Em contrapartida, o regime permitiu que Aung San Suu Kyi viajasse para Londres. Mas ela rejeitou a oferta, bem sabendo que não teria mais como retornar à terra natal para prosseguir sua luta.
"Sou política, e não defensora dos direitos humanos"
Durante anos, reinara uma situação de impasse entre os militares e Aung San Suu Kyi e sua NLD: se ela não tinha como converter seu capital moral em poder político, a junta tampouco conseguia se livrar da imagem de ditadura sedenta de poder. Até 2010.
Nesse ano, realizaram-se eleições legislativas em Mianmar, nos termos de uma Constituição aprovada dois anos antes pelos militares. O ex-general Thein Sein tornou-se presidente, anunciando um abrangente programa de reformas e a abertura do país asiático.
Liberada da prisão domiciliar, a líder oposicionista tinha que tomar uma decisão: ou se recusar a participar politicamente dentro dos estreitos limites impostos pela Constituição dos militares, ou entrar para a política segundo as regras da junta.
Ela optou por participar do processo político, contra os princípios mais radicais. Aos críticos perplexos, Aung San Suu Kyi explicou: "Fico sempre surpresa quando as pessoas falam como se eu tivesse acabado de virar política. Eu me engajei na política, e não como defensora ou ativista dos direitos humanos."
Decepção política e massacre dos rohingyas
Nas eleições gerais seguintes, em 2015, a NLD venceu em peso. A Constituição impedia Aung San Suu Kyi de se tornar presidente, pois seu marido era estrangeiro, então ela assumiu o cargo de conselheira de Estado, criado especialmente para ela, equivalente ao de primeiro-ministro. A democracia – assim rezava o veredito quase unânime da imprensa mundial – finalmente vencera.

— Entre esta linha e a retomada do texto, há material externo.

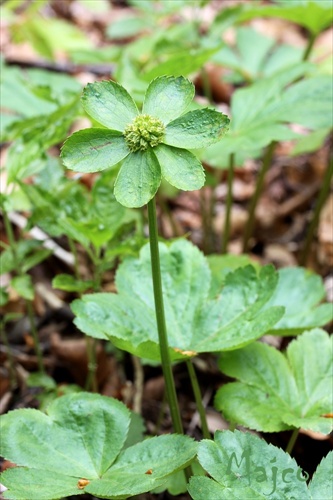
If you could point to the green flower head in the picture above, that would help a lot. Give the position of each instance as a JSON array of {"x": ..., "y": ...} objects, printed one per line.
[{"x": 150, "y": 144}]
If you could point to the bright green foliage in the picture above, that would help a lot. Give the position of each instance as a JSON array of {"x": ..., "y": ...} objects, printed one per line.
[
  {"x": 149, "y": 152},
  {"x": 300, "y": 291},
  {"x": 195, "y": 322},
  {"x": 255, "y": 113},
  {"x": 256, "y": 56},
  {"x": 315, "y": 15},
  {"x": 81, "y": 438},
  {"x": 244, "y": 466},
  {"x": 277, "y": 392},
  {"x": 260, "y": 113},
  {"x": 69, "y": 283},
  {"x": 221, "y": 265}
]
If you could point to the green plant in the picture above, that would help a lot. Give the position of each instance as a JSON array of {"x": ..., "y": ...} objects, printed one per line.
[
  {"x": 151, "y": 145},
  {"x": 241, "y": 465},
  {"x": 86, "y": 444}
]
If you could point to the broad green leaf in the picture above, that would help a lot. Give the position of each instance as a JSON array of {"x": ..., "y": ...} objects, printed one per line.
[
  {"x": 138, "y": 179},
  {"x": 70, "y": 440},
  {"x": 300, "y": 292},
  {"x": 242, "y": 465},
  {"x": 25, "y": 484},
  {"x": 321, "y": 484},
  {"x": 92, "y": 150},
  {"x": 309, "y": 102},
  {"x": 194, "y": 322},
  {"x": 276, "y": 391},
  {"x": 168, "y": 97},
  {"x": 23, "y": 286},
  {"x": 144, "y": 466},
  {"x": 221, "y": 265},
  {"x": 79, "y": 444},
  {"x": 69, "y": 283},
  {"x": 196, "y": 129},
  {"x": 109, "y": 104},
  {"x": 180, "y": 167}
]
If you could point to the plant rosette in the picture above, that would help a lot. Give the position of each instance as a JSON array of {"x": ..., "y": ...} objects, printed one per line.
[{"x": 151, "y": 145}]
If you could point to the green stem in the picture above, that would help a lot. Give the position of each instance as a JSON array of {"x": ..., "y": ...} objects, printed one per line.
[
  {"x": 73, "y": 249},
  {"x": 308, "y": 48},
  {"x": 18, "y": 268},
  {"x": 12, "y": 374},
  {"x": 253, "y": 203},
  {"x": 226, "y": 232},
  {"x": 34, "y": 334},
  {"x": 91, "y": 382},
  {"x": 198, "y": 399},
  {"x": 292, "y": 441},
  {"x": 325, "y": 189},
  {"x": 160, "y": 319}
]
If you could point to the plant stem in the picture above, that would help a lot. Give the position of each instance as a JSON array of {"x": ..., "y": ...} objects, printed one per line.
[
  {"x": 198, "y": 399},
  {"x": 226, "y": 232},
  {"x": 160, "y": 319},
  {"x": 315, "y": 217},
  {"x": 253, "y": 203},
  {"x": 34, "y": 334},
  {"x": 13, "y": 246},
  {"x": 308, "y": 48},
  {"x": 12, "y": 374},
  {"x": 292, "y": 441}
]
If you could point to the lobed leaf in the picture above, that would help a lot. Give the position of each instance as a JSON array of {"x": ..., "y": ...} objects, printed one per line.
[
  {"x": 109, "y": 104},
  {"x": 195, "y": 322},
  {"x": 196, "y": 129},
  {"x": 92, "y": 150},
  {"x": 300, "y": 292},
  {"x": 75, "y": 449},
  {"x": 168, "y": 97},
  {"x": 242, "y": 465},
  {"x": 277, "y": 392}
]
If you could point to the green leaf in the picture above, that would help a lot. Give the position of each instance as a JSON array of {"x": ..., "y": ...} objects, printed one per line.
[
  {"x": 81, "y": 439},
  {"x": 311, "y": 142},
  {"x": 196, "y": 129},
  {"x": 257, "y": 116},
  {"x": 321, "y": 484},
  {"x": 160, "y": 456},
  {"x": 278, "y": 392},
  {"x": 300, "y": 292},
  {"x": 195, "y": 323},
  {"x": 180, "y": 167},
  {"x": 312, "y": 15},
  {"x": 34, "y": 259},
  {"x": 109, "y": 104},
  {"x": 242, "y": 465},
  {"x": 23, "y": 286},
  {"x": 92, "y": 150},
  {"x": 182, "y": 63},
  {"x": 69, "y": 283},
  {"x": 138, "y": 179},
  {"x": 168, "y": 97},
  {"x": 221, "y": 265}
]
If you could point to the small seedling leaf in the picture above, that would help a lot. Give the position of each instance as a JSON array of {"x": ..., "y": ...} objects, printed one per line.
[{"x": 277, "y": 392}]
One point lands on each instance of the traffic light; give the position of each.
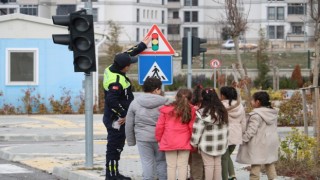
(81, 39)
(155, 42)
(184, 50)
(196, 48)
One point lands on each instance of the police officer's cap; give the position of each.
(122, 60)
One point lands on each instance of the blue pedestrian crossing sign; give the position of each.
(155, 66)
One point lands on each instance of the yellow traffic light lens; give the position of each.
(81, 24)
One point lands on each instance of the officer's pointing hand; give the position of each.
(146, 40)
(122, 121)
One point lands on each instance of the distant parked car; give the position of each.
(229, 44)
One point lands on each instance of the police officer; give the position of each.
(118, 96)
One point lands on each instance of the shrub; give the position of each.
(287, 83)
(290, 112)
(63, 105)
(296, 156)
(296, 76)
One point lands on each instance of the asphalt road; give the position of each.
(16, 171)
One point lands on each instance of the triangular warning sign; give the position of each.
(155, 71)
(159, 44)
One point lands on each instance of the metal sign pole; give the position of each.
(189, 61)
(89, 109)
(214, 78)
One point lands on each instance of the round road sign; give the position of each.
(215, 63)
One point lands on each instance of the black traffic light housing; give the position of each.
(195, 48)
(80, 40)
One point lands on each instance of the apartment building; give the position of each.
(286, 22)
(134, 16)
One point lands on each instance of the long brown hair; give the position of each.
(212, 105)
(182, 105)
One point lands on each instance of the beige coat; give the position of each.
(261, 140)
(237, 121)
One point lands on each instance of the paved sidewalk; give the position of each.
(60, 146)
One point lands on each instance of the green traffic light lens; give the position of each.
(81, 24)
(83, 62)
(82, 43)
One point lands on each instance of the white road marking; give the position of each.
(12, 169)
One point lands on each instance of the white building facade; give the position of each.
(286, 22)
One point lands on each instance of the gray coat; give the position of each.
(260, 139)
(142, 117)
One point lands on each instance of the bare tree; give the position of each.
(315, 16)
(236, 20)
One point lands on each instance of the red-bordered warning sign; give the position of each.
(215, 63)
(159, 44)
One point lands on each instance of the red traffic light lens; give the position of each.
(81, 24)
(82, 43)
(155, 41)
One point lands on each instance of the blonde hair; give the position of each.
(182, 105)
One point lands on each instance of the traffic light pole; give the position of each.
(189, 56)
(89, 108)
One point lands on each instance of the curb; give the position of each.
(36, 138)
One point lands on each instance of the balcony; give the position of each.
(295, 37)
(174, 5)
(174, 21)
(296, 18)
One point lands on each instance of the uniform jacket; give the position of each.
(261, 140)
(237, 121)
(142, 117)
(209, 137)
(118, 94)
(171, 133)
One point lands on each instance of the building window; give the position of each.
(297, 28)
(194, 31)
(138, 35)
(29, 10)
(191, 2)
(22, 66)
(276, 32)
(275, 13)
(5, 11)
(173, 29)
(191, 16)
(95, 14)
(138, 15)
(175, 15)
(162, 17)
(297, 8)
(65, 9)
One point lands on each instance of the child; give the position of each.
(173, 132)
(210, 133)
(195, 160)
(237, 124)
(261, 141)
(141, 120)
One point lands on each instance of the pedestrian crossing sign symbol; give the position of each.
(155, 66)
(156, 71)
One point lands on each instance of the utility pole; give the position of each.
(89, 108)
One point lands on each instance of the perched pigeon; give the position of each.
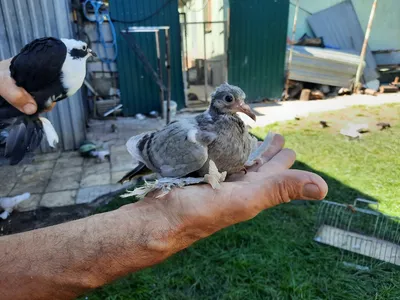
(50, 70)
(206, 148)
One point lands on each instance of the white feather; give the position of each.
(51, 134)
(73, 70)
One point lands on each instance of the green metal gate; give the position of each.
(257, 47)
(139, 93)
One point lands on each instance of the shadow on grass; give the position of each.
(272, 256)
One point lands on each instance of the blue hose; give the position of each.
(99, 18)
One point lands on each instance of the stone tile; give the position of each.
(119, 149)
(42, 165)
(69, 162)
(59, 172)
(89, 194)
(115, 176)
(8, 179)
(31, 204)
(96, 179)
(65, 179)
(34, 183)
(70, 154)
(64, 183)
(96, 168)
(63, 198)
(47, 156)
(121, 160)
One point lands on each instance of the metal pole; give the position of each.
(225, 61)
(364, 48)
(168, 65)
(291, 50)
(159, 71)
(205, 64)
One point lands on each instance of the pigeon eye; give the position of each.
(228, 98)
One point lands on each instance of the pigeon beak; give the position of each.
(244, 108)
(90, 51)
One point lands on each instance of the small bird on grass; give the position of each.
(383, 125)
(50, 70)
(205, 148)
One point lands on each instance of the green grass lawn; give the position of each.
(274, 256)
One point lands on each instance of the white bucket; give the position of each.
(172, 112)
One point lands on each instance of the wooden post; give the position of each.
(364, 48)
(286, 96)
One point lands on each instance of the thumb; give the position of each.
(290, 185)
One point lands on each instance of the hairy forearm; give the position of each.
(63, 261)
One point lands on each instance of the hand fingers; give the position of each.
(16, 96)
(280, 162)
(289, 185)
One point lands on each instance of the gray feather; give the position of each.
(185, 147)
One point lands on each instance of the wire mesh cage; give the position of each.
(365, 236)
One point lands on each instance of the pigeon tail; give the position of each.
(22, 136)
(138, 171)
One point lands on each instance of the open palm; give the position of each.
(204, 210)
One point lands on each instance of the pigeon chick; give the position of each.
(50, 70)
(212, 145)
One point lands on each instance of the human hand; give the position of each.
(16, 96)
(197, 211)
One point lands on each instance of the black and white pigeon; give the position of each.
(205, 148)
(50, 70)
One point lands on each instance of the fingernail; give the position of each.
(29, 108)
(311, 191)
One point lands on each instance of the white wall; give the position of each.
(385, 33)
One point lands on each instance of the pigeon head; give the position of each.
(229, 99)
(78, 49)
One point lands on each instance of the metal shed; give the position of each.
(257, 44)
(21, 21)
(139, 93)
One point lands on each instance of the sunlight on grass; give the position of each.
(367, 165)
(274, 256)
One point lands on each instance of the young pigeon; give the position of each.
(205, 148)
(50, 70)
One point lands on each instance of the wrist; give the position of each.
(166, 231)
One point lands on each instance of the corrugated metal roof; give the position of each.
(257, 41)
(139, 92)
(340, 27)
(323, 66)
(21, 21)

Porém logo se revelaram as primeiras fissuras no belo quadro: o processo de paz no país ainda marcado pela guerra civil recebeu alguns duros golpes; os esperados êxitos econômicos não se concretizavam; fracassava a maioria das tentativas de mudar o sistema a partir de dentro.
Após a posse do governo da NLD, em outubro de 2016 e agosto de 2017 a milícia muçulmana Arakan Rohingya Salvation Army (Arsa) atacou forças de segurança birmanesas no estado Rakhine, no leste do país.
O Exército nacional reagiu com violência desproporcional. Mais de 700 mil rohingyas fugiram para Bangladesh, onde relataram atrocidades dos militares incluindo massacres e estupros. A ONU classificou a situação como "limpeza étnica".
Aung San Suu Kyi só se manifestou sobre esses episódios muito tarde e de maneira reticente, o que, aos olhos de diversos ativistas dos direitos humanos e antigos apoiadores, a transformou em cúmplice dos militares. Em consequência, lhe foram retiradas algumas condecorações e prêmios, entre os quais o da Anistia Internacional.
Uma vida fora do próprio controle
Em dezembro de 2019, Aung San Suu Kyi voltou a surpreender o mundo ao declarar que representaria pessoalmente Mianmar diante Tribunal Penal Internacional (TPI), em Haia. A República da Gâmbia iniciara um processo contra o país perante a suprema corte das Nações Unidas por violar a convenção da ONU para prevenção e punição do genocídio.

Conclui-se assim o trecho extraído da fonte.